Bug bounty programs typically have stringent rules, disqualify many valid reports, and take a long time to pay out. Not surprising to me that they'd cash out in this manner - especially if they got access via a token which expires: they wouldn't have much time to plot on how to monetize the access.
I suspect this was a small operation - a national intelligence organization could have caused orders of magnitude more havoc with this sort of access. Smaller groups don't have the infrastructure to capitalize on such chaos.
When they pay out. Some will even fix the bug, and just tell you "thanks, but it wasn't a security bug"
I reported that you could use this to basically block out the serp and they said it wasn't a bug then fixed it.. I was hoping for a t shirt at least..
Now I wished I would've abused it and blogged about it for the resume.
The point is that bounty value of critical ATO kind of vulnerabilities tend to be okay-ish, but relatively low compared to what black hats could get.
Personally, I think this was an opportunistic actor, not a persistent one with a strategic goal.
It doesn't need much fantasy to cause more havoc. It was speculated in another thread, but maybe the hackers held back since the manhunt is going to be far less for a 'harmless' Bitcoin scam rather than i.e. crashing $TSLA or declaring a war.

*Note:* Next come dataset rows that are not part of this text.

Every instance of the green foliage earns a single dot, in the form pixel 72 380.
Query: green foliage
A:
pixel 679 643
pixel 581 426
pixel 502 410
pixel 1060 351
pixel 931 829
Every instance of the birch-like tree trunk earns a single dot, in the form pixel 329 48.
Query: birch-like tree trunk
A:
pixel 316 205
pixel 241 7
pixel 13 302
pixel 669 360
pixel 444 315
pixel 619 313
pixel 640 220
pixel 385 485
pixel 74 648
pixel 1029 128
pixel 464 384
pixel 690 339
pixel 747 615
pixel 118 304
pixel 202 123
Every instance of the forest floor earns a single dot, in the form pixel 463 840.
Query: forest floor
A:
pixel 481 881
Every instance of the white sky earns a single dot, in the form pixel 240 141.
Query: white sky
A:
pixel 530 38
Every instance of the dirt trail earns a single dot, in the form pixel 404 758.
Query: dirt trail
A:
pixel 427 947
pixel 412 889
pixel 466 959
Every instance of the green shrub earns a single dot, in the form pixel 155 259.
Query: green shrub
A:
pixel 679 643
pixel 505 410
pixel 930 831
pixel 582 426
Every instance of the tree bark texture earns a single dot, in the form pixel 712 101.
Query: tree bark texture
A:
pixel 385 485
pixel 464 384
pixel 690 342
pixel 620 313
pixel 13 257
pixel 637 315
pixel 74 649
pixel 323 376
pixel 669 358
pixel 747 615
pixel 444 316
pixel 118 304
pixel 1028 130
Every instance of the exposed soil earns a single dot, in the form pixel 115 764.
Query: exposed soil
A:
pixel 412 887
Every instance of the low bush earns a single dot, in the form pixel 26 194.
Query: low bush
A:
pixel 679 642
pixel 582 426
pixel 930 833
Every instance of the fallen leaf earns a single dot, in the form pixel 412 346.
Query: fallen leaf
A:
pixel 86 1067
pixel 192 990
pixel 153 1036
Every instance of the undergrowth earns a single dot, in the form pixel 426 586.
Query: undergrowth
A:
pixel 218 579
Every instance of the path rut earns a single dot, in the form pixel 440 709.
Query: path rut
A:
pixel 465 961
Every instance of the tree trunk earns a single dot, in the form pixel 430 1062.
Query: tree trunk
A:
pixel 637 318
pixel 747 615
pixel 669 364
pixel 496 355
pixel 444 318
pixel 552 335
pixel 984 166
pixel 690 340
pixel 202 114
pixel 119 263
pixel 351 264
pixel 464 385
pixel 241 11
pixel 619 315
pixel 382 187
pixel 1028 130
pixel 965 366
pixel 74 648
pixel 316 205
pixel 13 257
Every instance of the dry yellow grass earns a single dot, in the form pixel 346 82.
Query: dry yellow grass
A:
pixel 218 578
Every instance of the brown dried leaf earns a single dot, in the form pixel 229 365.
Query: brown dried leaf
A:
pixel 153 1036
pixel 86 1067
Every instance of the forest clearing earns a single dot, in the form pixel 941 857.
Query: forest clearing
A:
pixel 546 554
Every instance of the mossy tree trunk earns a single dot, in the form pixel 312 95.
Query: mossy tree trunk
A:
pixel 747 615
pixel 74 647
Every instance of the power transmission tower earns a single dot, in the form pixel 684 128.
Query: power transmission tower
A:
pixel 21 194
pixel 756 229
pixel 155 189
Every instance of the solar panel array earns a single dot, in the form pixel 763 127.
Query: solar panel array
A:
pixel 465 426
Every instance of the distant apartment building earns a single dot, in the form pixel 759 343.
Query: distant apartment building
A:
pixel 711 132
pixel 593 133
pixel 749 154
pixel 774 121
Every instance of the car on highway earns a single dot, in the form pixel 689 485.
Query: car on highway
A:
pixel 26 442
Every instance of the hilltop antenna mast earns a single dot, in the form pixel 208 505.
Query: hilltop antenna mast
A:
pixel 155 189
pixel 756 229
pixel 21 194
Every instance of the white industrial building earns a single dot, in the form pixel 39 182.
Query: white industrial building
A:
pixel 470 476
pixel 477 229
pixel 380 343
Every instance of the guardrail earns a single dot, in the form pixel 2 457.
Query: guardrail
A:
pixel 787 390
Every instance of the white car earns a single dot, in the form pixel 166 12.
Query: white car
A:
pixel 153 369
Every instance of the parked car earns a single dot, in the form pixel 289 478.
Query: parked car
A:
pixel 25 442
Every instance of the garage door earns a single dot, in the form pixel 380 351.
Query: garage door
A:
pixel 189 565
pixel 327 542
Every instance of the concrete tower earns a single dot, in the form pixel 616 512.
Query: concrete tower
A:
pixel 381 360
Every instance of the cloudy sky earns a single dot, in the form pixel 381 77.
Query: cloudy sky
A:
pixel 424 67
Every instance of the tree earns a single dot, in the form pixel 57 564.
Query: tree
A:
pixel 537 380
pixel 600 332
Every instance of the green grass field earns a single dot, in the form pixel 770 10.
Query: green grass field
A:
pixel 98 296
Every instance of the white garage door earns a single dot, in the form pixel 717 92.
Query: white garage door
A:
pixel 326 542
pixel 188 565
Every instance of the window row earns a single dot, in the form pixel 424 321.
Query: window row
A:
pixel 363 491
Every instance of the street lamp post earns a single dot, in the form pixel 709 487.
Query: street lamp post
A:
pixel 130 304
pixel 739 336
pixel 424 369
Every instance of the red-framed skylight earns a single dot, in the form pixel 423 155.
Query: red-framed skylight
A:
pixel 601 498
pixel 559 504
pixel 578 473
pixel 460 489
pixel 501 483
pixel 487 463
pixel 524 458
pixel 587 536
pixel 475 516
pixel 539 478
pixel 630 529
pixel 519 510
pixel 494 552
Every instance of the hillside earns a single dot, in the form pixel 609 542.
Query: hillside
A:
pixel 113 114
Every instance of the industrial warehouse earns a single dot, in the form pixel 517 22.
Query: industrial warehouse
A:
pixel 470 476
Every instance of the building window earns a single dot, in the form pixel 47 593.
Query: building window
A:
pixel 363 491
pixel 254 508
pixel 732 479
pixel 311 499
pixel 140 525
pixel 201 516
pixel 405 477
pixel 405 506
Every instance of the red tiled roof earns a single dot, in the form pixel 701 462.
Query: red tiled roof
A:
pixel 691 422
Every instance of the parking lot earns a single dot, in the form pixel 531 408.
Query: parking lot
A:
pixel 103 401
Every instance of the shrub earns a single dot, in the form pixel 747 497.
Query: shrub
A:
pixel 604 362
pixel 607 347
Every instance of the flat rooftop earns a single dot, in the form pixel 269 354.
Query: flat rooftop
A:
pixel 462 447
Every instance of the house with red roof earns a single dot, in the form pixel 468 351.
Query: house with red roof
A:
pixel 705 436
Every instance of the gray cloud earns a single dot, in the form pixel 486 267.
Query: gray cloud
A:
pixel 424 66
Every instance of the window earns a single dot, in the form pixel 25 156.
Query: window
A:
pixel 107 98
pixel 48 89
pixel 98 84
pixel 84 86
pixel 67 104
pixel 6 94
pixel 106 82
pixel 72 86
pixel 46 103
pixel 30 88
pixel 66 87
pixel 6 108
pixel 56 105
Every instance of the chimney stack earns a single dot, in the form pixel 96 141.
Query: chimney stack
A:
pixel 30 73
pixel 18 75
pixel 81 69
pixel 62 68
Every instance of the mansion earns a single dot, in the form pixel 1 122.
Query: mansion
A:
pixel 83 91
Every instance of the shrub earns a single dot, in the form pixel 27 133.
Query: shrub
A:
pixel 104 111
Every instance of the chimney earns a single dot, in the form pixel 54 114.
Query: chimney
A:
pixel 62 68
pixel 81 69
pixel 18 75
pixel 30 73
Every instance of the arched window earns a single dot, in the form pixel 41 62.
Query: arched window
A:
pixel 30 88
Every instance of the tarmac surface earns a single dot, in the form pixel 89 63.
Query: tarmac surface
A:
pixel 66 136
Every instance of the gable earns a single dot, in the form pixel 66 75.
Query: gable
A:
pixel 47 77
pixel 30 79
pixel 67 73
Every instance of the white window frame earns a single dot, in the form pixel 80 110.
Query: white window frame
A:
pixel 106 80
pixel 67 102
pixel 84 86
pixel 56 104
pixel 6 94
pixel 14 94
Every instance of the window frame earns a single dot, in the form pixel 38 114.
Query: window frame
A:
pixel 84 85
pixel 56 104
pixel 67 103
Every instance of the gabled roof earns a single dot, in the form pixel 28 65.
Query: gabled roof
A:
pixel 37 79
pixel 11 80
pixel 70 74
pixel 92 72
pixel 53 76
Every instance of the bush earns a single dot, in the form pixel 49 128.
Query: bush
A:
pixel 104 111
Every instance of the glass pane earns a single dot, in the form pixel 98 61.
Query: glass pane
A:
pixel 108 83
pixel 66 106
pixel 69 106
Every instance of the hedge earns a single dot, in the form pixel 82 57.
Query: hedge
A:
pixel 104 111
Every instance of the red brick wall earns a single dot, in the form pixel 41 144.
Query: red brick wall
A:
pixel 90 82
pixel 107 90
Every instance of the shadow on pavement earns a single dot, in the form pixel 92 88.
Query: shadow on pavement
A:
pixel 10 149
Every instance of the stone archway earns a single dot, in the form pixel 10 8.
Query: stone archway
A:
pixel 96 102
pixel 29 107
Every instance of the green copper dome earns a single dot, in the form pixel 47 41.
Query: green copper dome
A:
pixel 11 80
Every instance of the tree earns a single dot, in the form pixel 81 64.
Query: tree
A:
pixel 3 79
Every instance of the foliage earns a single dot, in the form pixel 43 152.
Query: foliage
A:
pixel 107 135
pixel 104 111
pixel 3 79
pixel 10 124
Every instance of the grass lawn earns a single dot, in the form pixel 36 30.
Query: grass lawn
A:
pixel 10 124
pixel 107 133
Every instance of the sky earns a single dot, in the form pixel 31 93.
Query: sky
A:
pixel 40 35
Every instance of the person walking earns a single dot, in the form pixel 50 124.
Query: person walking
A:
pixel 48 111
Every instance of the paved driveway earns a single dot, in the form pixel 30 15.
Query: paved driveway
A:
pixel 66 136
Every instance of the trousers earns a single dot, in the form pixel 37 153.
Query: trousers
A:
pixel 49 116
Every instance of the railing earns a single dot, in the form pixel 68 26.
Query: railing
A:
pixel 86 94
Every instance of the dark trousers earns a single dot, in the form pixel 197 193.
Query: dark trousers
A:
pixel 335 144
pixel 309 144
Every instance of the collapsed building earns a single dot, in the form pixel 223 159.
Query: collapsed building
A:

Also for example, if they’re a US student, they could lose access to benefits and loans as a result of reporting the income.
Not everyone believes that the existence of Twitter, in its current state as an amplification medium for the ever increasing polarisation in this world, is actually a force of good.
Helping them out with a security report might be the last thing on their mind.
Companies will routinely downgrade the severity of your exploit so they can pay you less.
(If Hackerone wants to fix that: enable easy, on-platform disclosure unconditionally after 30 days. Right now, the platform is just used to pressure people into delaying disclosure or not disclosing at all.)
Are Twitter protecting "even higher" profile accounts? Why do they put more effort into protecting these "even higher" profile accounts? And how do they protect these accounts? And if that really is the case, and this product feature is outed during this election campaign year, then Twitter deserve a court summons.
I seriously doubt Trump's account would, or should have that much more protection than other high profile, verified accounts.